Anthony Bourdain’s new Travel Channel show “The Layover” is nearing its debut, and with it the outspoken chef/writer/food and travel expert/raconteur is doing a round of interviews. In particular, his interview with Playboy (SFW) is worth 20 minutes of your time, but in the interest of time I’m going to cherry-pick two quotes from a brief Q&A with the Mercury News, with another shot at Paula Deen and an honest appraisal of “The Chew.”
On the politics of fast food versus healthy food:
The notion that the only affordable option for hardworking people with little time to cook is or should be unhealthy fast food — or freakish novelty food from no tradition other than marketing a business — is (expletive). It’s a lie. If you look at the history of gastronomy, it’s hardworking farmers taking what little they have and finding a way to make it reasonably tender, nutritious and delicious. This notion that there’s red state food and blue state food, or rich food and poor food is offensive and elitist in ways I could never be.
On “The Chew”:
(Heavy sigh) I’m really shaken. Honestly, I don’t know what to believe anymore. Mario Batali is a better chef than I am, a better businessman. And Michael Symon! I can’t tell you how much I like and respect those guys. They’re the smartest, funniest, best since Julia Child. They had to know what they were getting into. I’m not trying to be funny or snarky — I’m really shaken. I feel like I’ve left the mountains, and found all my comrades had joined the Interior Ministry. The whole world has tilted in a way I don’t understand. I feel like I’m a million years old and very naive. I just don’t know who the fool is. I suspect it’s me.

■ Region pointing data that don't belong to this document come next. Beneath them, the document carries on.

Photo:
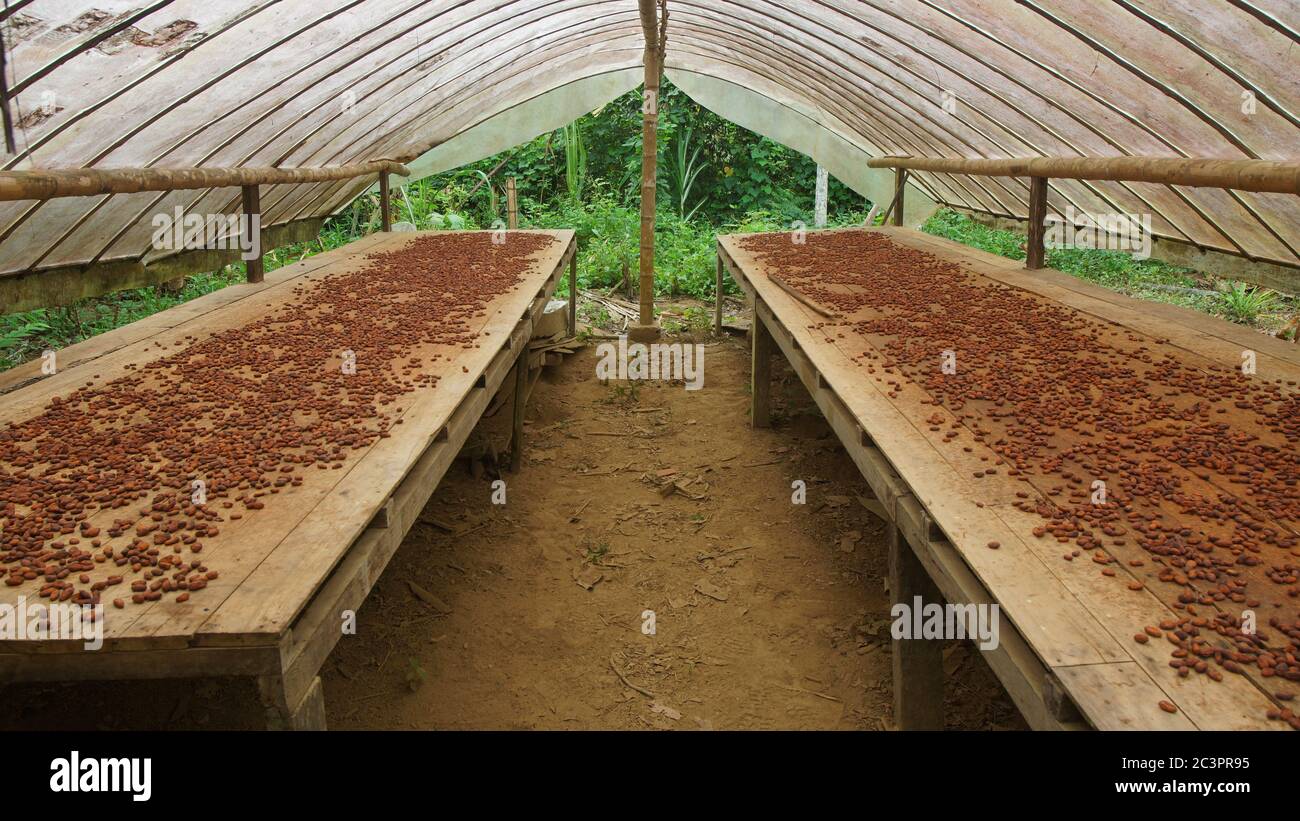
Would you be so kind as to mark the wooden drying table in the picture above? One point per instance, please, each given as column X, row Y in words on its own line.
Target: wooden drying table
column 289, row 574
column 1066, row 655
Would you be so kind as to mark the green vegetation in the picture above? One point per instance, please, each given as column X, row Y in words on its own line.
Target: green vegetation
column 1151, row 279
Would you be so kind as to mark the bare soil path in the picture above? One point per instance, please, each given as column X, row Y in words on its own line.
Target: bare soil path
column 767, row 615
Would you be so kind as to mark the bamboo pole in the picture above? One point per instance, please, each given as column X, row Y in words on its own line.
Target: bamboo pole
column 1264, row 176
column 255, row 268
column 653, row 21
column 385, row 204
column 47, row 185
column 1035, row 252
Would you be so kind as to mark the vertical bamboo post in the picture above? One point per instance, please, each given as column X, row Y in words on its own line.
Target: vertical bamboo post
column 900, row 186
column 511, row 204
column 1035, row 252
column 918, row 663
column 385, row 207
column 653, row 29
column 516, row 438
column 761, row 372
column 819, row 196
column 718, row 295
column 255, row 269
column 573, row 291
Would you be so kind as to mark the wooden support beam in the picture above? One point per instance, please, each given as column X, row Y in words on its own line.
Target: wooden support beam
column 900, row 187
column 385, row 204
column 718, row 296
column 1265, row 176
column 761, row 373
column 918, row 663
column 293, row 711
column 516, row 438
column 251, row 222
column 653, row 24
column 47, row 185
column 1035, row 252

I just love this dude so much. He spent twenty years working in kitchens and jamming drugs into his body, then he ran restaurants because he was good at it, then he wrote an awesome book about it, and now he travels the world eating awesome food in the coolest places and speaks his mind because he absolutely does not give a f**k what anyone thinks. He’s just out to enjoy his life, and he’s honest about whatever vanity and privilege that entails. I want to murder him and steal his life.